Residing Among Them

You shall treat the alien who resides with you no differently than the natives born among you; have the same love for them as for yourself; for you too were once aliens in the land of Egypt (Lv 19:33-34). 

I’ve been back in Exarchia a couple weeks now, an alien amidst aliens — a statement I don’t make lightly. It’s just that, even after all these years, I’ve never actually considered who and how I am here. Two of my children have lived for some time in foreign parts (and I don’t see that changing for them very soon, possibly ever?). Anyhow, from them I’m beginning to learn how vital it is to absorb what is around me. Possibly because I flit in and out, I’ve been an Outside Observer in Athens.

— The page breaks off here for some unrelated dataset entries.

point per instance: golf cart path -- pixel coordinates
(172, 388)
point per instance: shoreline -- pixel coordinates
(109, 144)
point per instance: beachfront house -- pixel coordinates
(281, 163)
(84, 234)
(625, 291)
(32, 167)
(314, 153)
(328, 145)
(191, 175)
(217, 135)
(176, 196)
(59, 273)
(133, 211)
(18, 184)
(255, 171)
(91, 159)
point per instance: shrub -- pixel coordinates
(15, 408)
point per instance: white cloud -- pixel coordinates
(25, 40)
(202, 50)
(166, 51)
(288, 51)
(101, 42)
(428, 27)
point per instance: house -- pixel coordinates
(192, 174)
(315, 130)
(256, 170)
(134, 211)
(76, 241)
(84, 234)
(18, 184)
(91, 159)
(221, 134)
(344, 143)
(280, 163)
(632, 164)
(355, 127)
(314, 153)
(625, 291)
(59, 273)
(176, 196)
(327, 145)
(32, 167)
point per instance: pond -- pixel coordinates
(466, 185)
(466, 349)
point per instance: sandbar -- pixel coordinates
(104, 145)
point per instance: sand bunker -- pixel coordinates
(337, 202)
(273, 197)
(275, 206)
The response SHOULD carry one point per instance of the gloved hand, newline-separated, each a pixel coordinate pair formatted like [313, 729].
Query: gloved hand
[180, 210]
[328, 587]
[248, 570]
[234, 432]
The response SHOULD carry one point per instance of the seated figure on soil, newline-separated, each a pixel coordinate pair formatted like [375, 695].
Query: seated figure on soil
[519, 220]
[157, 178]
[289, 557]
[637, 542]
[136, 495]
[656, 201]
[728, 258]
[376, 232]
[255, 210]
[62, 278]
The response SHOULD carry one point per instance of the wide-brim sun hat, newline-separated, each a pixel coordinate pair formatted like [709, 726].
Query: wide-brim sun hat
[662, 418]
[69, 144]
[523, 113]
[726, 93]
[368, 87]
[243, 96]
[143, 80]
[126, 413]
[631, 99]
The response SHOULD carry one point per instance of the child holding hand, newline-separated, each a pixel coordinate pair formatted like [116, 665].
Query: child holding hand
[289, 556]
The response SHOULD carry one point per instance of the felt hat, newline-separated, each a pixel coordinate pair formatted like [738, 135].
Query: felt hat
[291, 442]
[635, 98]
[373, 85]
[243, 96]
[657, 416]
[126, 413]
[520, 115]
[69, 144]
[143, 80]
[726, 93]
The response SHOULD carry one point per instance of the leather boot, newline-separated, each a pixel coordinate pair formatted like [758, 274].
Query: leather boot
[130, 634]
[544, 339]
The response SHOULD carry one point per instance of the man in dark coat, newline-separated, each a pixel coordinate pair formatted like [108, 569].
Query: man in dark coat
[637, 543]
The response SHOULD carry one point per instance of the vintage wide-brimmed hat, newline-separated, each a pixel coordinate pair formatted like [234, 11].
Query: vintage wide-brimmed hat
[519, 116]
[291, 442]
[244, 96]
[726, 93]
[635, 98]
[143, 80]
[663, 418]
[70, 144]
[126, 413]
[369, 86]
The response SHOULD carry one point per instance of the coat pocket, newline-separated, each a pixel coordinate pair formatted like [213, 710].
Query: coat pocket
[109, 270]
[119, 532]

Unlike my two children, I never even learned the language.

But still I persist

The women at Melissa, quite as familiar with me as I am with them, are from Congo, Gabon, Egypt, Afghanistan, and Ukraine. So we’re all from all over. Except there is this: I’m here by choice.

This element, this luck, I mean, allows me to continue to come and go, and this means being an American tourist when it’s convenient. At this morning’s Saturday Market, four fuzzy peaches found a place in my shopping bag next to Nespresso capsules I’d just picked up at abMarket, a habit (Nespresso) I’m not proud of, as I’ve yet to follow the capsule- recycling instructions.

(And, yes, this book is another luxury…)

One more (“I write entirely to find out what I’m thinking” — John Dickerson quoting Joan Didion, and speaking to my condition this morning, as this blogpost testifies to!). It’s that luxury of being able to photograph what a recent tagger did to the best piece of graffiti on my street. I’ve nodded at that rif on Magritte’s iconic painting for years — as I’m sure Elizabeth and Teresa have as well, when they’ve been here. Probably photographed it, as I have, too, back in the day.

It’s tempting to speculate about what Rene Magritte himself, so caught up in the visible and invisible, might have to say about this morning’s defacement:

For me, the tagger just yielded up a new reflection on an increasingly familiar reality– impermanence!